Freiheit muess weh doa!
Ein Rückblick auf das Klangbadfestival 2008
Text: Jeremias HeppelerEinmal jährlich findet an den Ausläufern der schwäbischen Alb in Scheer das Klangbadfestival statt. Wo sich vor Jahrtausenden der Mensch aus der Altsteinzeit Richtung Zukunft aufmachte, experimentieren und lärmen heute Künstler aus den unterschiedlichsten Disziplinen – von Jazz bis Noise – vor einem überschaubaren, aber stets an der Klangforschung interessierten Publikum. Jeremias Heppeler besuchte das Klangbadfestival für Spex und erkennt: Freiheit tut nicht immer weh.

(Foto: © Jeremias Heppeler / SPEX)
Die Familie vor dem Eingang wirkt verschüchtert, der ortsansässige Sanitäter leistet von innen erste Hilfe: »Des glaubet ihr net, dia sind älle voll o.k.!« Die Familie nimmt ihre Anwohnerkarten, wenige Meter entfernt von ihrem Zuhause steigen die Einwohner des 2.500-Einwohner-Örtchens Scheer in ein Raumschiff. Das Klangbadfestival kracht einmal jährlich mitten in die schwäbische Provinz, und zwar genau dorthin, wo ein paar Verrückte vor mehr als 30.000 Jahren das erste Kunstwerk der Menschheitsgeschichte, den aus Mammutelfenbein geschnitzten »Löwenmensch«, schufen. Außerdem kommt von hier das erste bekannte Musikinstrument: eine Flöte aus Schwanenknochen.
Klangbad ist in erster Linie ein Label, drei Tage Anfang August kommt ein von Jo Irmler und Cornelia Paul inszeniertes Festival hinzu.

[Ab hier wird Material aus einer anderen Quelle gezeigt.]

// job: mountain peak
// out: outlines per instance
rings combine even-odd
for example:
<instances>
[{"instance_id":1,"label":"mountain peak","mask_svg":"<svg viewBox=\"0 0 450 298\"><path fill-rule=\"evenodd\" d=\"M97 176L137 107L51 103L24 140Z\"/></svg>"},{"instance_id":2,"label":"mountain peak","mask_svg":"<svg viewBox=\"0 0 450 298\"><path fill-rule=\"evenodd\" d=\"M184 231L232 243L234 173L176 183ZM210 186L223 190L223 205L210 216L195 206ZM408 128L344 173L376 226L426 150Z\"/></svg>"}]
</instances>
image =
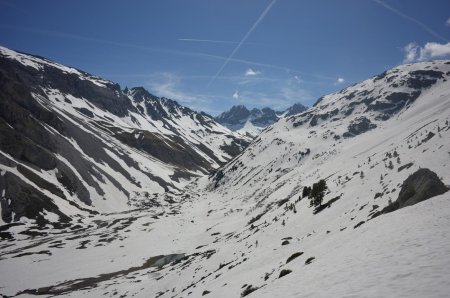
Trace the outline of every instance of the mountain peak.
<instances>
[{"instance_id":1,"label":"mountain peak","mask_svg":"<svg viewBox=\"0 0 450 298\"><path fill-rule=\"evenodd\" d=\"M288 116L292 116L295 114L299 114L301 112L304 112L308 109L308 107L302 105L301 103L295 103L294 105L292 105L291 107L289 107L285 112L284 116L288 117Z\"/></svg>"},{"instance_id":2,"label":"mountain peak","mask_svg":"<svg viewBox=\"0 0 450 298\"><path fill-rule=\"evenodd\" d=\"M230 113L233 113L233 114L240 114L240 113L247 114L247 113L249 113L249 110L244 105L234 105L234 106L231 107L231 109L229 111L230 111Z\"/></svg>"},{"instance_id":3,"label":"mountain peak","mask_svg":"<svg viewBox=\"0 0 450 298\"><path fill-rule=\"evenodd\" d=\"M158 99L157 96L151 94L150 92L148 92L147 89L145 89L142 86L132 87L131 89L128 90L128 94L138 101L144 100L146 98Z\"/></svg>"}]
</instances>

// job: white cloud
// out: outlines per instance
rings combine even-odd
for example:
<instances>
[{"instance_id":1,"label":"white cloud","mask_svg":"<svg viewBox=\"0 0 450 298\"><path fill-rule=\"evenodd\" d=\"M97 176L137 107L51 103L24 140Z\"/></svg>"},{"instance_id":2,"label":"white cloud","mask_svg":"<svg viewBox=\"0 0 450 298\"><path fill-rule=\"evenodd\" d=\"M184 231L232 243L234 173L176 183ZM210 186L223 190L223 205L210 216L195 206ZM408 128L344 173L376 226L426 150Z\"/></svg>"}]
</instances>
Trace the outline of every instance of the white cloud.
<instances>
[{"instance_id":1,"label":"white cloud","mask_svg":"<svg viewBox=\"0 0 450 298\"><path fill-rule=\"evenodd\" d=\"M239 99L239 91L234 91L234 93L233 93L233 99Z\"/></svg>"},{"instance_id":2,"label":"white cloud","mask_svg":"<svg viewBox=\"0 0 450 298\"><path fill-rule=\"evenodd\" d=\"M445 25L450 26L450 18L448 18L447 22L445 22Z\"/></svg>"},{"instance_id":3,"label":"white cloud","mask_svg":"<svg viewBox=\"0 0 450 298\"><path fill-rule=\"evenodd\" d=\"M450 42L446 44L427 42L425 46L420 49L421 60L443 58L447 56L450 56Z\"/></svg>"},{"instance_id":4,"label":"white cloud","mask_svg":"<svg viewBox=\"0 0 450 298\"><path fill-rule=\"evenodd\" d=\"M337 78L337 80L335 82L336 85L337 84L343 84L343 83L345 83L345 79L344 78Z\"/></svg>"},{"instance_id":5,"label":"white cloud","mask_svg":"<svg viewBox=\"0 0 450 298\"><path fill-rule=\"evenodd\" d=\"M148 79L146 87L156 96L176 100L197 111L211 112L212 97L189 90L178 75L169 72L153 73Z\"/></svg>"},{"instance_id":6,"label":"white cloud","mask_svg":"<svg viewBox=\"0 0 450 298\"><path fill-rule=\"evenodd\" d=\"M404 63L446 58L450 57L450 42L446 44L427 42L423 47L411 42L403 48L403 51L405 52Z\"/></svg>"},{"instance_id":7,"label":"white cloud","mask_svg":"<svg viewBox=\"0 0 450 298\"><path fill-rule=\"evenodd\" d=\"M180 79L171 73L152 75L149 87L152 92L161 97L167 97L184 102L190 102L194 98L179 90Z\"/></svg>"},{"instance_id":8,"label":"white cloud","mask_svg":"<svg viewBox=\"0 0 450 298\"><path fill-rule=\"evenodd\" d=\"M405 52L403 63L411 63L417 59L419 46L415 42L410 42L403 48L403 51Z\"/></svg>"},{"instance_id":9,"label":"white cloud","mask_svg":"<svg viewBox=\"0 0 450 298\"><path fill-rule=\"evenodd\" d=\"M252 69L252 68L249 68L249 69L247 69L247 70L245 71L245 76L246 76L246 77L249 77L249 76L257 76L257 75L259 75L259 74L261 74L260 71L254 70L254 69Z\"/></svg>"}]
</instances>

Das Line-up ist keine ›Reihe‹, sondern ein semantisches Netz. Kein im Rahmen des Klangbad auftretender Künstler liegt auf Linie mit einem anderen, ständig ist man auf der Suche nach Referenzpunkten. Und hat man diese endlich gefunden und fixiert, zerfallen sie, nur um an neue Punkte anzuknüpfen. Nach Scheer fährt man wie Humboldt nach Amerika: japanische Ukulelen neben amerikanischem Trash-Noise-Rap, Kinderkrachorchester neben Weltlegenden – es ist angerichtet. Der akkurate Zeitplan lässt den Hardliner keine einzige Band verpassen. Musik ohne Verschnaufpausen, und das bedeutet in Scheer ein Ritt durch Musikgeschichte.

Das Klangbadfestival – wo sich jung und alt »n’Obed« sagen. Bernadette la Hengst sendet Signale in das Nordic-Walking-Equipment des interessierten Besuchers.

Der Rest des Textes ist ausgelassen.